Mr. Speaker, those are the words of a politician who received only 33 per cent of the vote in Quebec, precisely because Quebecers know him very well.

How can the Prime Minister let himself be guided by his scorn for Quebec, to the extent that he decided to trample our democratic values underfoot, thus repudiating the best of Canadian traditions?

Quebec ReferendumOral Question Period

2:35 p.m.

Saint-Maurice Québec

Liberal

Jean Chrétien LiberalPrime Minister

Mr. Speaker, I think that my position is very clear.

Quebec ReferendumOral Question Period

2:35 p.m.

An hon. member

Oh yeah?

Quebec ReferendumOral Question Period

2:35 p.m.

Liberal

Jean Chrétien Liberal Saint-Maurice, QC

Yes, it is very clear. Everyone knows that I believe in a united Canada where it is possible to be both a francophone and a Canadian. Everyone knows full well that I have spent my whole career defending millions of francophones outside Quebec, whom those people want to abandon. Everyone knows full well that I have always spoken up in this Parliament and this country to protect the rights of anglophones who have lived in Quebec for centuries, who are proud anglophones as well as proud Quebecers.

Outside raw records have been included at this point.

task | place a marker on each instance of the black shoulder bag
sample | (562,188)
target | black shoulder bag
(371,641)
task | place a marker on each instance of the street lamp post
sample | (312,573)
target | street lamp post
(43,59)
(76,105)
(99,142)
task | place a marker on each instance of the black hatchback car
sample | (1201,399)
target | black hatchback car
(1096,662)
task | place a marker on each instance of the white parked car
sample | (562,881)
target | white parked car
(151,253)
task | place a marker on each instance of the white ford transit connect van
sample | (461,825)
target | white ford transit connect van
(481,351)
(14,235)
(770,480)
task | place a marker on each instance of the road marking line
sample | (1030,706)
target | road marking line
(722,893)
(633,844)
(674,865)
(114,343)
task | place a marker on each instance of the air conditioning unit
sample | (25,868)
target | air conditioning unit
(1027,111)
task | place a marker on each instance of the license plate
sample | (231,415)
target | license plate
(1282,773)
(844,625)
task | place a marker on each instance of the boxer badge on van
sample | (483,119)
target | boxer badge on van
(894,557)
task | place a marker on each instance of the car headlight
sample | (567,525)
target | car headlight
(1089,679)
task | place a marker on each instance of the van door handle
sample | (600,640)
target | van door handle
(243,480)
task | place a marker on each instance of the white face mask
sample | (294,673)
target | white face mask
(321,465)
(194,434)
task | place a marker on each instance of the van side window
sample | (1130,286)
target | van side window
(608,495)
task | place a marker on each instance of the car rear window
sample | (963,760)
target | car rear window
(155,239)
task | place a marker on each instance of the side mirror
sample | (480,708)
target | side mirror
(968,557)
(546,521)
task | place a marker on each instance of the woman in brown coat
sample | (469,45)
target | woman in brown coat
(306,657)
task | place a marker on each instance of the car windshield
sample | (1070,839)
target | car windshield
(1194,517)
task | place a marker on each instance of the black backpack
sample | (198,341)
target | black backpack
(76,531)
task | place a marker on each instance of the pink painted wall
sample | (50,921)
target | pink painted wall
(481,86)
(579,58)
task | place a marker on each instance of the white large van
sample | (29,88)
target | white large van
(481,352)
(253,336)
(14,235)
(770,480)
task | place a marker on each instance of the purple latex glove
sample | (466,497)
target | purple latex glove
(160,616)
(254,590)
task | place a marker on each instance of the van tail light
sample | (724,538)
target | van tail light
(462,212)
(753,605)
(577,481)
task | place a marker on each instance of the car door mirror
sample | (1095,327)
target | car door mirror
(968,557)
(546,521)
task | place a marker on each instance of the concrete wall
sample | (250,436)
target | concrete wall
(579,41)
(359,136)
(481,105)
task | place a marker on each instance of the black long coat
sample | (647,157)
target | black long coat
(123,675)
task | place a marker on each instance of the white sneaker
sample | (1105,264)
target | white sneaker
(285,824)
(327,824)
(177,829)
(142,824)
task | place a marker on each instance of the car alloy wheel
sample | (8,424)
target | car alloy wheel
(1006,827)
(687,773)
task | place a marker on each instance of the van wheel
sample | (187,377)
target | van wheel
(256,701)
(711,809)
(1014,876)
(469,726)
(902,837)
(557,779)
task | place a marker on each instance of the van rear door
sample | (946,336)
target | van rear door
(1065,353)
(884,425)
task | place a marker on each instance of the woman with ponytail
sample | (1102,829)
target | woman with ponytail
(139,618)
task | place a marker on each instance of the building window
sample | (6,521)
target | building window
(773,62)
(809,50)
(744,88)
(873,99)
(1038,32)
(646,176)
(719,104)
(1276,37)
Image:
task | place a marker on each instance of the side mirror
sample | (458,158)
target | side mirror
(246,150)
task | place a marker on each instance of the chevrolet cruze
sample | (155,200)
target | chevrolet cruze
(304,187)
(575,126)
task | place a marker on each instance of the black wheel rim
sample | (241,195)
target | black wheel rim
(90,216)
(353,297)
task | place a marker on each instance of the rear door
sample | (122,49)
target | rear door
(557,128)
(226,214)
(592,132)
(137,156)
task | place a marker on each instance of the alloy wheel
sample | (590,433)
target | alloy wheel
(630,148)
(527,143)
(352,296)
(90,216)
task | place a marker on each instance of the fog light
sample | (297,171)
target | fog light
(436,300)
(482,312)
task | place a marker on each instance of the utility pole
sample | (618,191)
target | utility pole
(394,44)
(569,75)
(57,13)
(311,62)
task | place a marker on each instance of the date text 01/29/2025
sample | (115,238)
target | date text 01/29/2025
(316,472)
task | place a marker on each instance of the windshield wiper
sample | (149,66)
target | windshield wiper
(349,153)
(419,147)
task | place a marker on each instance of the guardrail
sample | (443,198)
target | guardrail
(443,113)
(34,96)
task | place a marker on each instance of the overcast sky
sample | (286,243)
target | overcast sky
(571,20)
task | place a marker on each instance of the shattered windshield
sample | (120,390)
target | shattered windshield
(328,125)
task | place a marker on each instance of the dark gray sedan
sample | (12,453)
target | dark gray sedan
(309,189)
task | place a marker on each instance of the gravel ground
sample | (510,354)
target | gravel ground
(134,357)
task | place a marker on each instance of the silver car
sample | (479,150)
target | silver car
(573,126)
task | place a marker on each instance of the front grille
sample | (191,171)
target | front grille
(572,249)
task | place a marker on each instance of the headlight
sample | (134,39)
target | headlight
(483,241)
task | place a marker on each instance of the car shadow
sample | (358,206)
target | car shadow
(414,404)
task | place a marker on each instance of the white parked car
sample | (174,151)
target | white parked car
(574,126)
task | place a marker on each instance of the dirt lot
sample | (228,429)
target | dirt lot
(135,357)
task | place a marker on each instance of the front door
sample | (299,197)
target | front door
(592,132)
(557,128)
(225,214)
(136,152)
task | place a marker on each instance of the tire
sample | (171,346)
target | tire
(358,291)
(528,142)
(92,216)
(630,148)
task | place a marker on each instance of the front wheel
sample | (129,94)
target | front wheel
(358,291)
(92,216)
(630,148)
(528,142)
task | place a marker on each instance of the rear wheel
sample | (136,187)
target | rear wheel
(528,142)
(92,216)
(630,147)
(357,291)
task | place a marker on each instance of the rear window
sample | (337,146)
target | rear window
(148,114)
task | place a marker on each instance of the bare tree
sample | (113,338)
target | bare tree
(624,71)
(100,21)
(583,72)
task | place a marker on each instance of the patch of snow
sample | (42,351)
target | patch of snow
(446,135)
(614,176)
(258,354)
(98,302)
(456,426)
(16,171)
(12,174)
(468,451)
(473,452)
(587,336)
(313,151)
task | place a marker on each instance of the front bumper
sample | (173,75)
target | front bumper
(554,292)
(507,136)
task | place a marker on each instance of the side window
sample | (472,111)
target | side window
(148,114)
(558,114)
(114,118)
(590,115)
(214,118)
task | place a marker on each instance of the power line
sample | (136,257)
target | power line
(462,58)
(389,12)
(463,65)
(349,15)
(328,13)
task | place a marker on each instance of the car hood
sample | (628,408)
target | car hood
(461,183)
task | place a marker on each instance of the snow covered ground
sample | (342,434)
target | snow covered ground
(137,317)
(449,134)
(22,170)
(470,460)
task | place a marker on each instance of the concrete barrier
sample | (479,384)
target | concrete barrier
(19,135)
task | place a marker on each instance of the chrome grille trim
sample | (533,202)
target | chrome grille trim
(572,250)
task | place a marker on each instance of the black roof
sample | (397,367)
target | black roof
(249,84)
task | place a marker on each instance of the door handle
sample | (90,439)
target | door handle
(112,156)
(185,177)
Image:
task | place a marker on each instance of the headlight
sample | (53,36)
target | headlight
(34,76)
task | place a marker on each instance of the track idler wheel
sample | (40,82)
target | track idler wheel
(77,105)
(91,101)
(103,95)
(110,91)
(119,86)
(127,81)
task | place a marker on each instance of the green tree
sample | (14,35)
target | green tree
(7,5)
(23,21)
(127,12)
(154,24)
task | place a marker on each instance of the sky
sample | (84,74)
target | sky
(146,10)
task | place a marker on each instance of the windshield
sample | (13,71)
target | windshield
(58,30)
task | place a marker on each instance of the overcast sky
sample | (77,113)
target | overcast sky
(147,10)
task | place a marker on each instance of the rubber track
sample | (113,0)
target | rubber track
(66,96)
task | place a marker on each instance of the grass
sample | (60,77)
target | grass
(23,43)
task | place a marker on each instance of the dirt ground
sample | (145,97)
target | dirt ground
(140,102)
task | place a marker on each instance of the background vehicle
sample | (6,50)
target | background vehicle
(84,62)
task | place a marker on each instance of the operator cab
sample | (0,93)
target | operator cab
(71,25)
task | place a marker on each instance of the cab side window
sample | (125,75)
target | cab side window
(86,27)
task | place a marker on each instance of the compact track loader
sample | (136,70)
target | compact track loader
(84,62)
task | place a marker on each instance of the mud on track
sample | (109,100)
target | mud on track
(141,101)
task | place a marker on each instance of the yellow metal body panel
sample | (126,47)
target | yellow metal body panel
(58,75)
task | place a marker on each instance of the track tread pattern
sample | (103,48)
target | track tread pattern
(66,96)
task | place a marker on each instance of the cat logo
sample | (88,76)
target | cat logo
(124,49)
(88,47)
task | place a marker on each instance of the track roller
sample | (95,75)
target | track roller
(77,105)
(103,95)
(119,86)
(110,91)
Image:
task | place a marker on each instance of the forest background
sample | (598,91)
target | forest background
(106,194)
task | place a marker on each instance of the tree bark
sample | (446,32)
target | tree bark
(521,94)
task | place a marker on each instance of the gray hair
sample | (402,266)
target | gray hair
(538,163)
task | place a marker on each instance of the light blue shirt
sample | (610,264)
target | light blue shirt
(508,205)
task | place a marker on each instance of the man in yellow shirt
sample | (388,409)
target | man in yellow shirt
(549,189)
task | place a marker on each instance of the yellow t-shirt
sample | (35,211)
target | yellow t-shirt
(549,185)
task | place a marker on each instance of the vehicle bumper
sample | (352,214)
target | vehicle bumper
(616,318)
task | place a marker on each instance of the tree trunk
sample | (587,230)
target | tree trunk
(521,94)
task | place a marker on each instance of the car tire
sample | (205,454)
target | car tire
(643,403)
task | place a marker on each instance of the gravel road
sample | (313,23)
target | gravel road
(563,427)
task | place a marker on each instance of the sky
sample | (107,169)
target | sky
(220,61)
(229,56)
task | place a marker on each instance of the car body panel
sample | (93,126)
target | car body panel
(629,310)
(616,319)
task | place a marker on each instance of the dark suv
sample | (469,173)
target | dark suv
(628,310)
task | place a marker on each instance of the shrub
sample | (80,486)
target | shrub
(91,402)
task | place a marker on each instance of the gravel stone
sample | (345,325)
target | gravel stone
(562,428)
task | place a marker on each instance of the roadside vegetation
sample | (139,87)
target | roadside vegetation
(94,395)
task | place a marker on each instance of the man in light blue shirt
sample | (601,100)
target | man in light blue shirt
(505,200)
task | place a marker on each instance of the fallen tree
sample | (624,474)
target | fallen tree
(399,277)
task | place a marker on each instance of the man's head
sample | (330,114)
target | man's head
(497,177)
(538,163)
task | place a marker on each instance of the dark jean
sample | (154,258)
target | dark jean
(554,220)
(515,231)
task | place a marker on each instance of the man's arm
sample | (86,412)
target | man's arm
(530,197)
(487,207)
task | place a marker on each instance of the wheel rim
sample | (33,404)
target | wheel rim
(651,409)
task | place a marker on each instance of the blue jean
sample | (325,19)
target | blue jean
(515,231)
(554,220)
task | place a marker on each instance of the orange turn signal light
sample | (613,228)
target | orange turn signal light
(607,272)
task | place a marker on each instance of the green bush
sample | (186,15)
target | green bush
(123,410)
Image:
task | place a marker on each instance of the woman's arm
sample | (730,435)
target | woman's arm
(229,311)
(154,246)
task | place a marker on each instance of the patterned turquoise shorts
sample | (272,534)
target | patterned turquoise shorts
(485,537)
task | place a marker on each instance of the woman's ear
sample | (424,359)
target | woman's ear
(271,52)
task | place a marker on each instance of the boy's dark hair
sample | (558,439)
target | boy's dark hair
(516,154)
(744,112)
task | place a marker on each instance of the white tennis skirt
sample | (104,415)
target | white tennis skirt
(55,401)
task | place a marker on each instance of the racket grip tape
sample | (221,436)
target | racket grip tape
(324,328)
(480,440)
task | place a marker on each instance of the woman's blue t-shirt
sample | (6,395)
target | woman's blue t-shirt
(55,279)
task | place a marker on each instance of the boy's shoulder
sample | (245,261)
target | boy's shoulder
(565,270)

I have spent my whole career making sure that this country, which should be a model of democracy-

Quebec ReferendumOral Question Period

2:35 p.m.

An hon. member

Ah!

Quebec ReferendumOral Question Period

2:35 p.m.

Liberal

Jean Chrétien Liberal Saint-Maurice, QC

Yes, yes, always.

Mr. Speaker, to make the Leader of the Opposition happy, I will quote René Lévesque, who said that a referendum is a public consultation. We will consult the people and then we will wait for the results. You must, however, show Quebecers what you will achieve with your separation proposal. Although you, as Leader of the Opposition, have the courage to tell the Americans that you are a separatist, you lack the courage to tell Quebecers the same thing.

Quebec ReferendumOral Question Period

2:35 p.m.

Some hon. members

Hear, hear.

Quebec ReferendumOral Question Period

2:35 p.m.

The Speaker

My colleagues, I remind you once again that you must always address the Chair.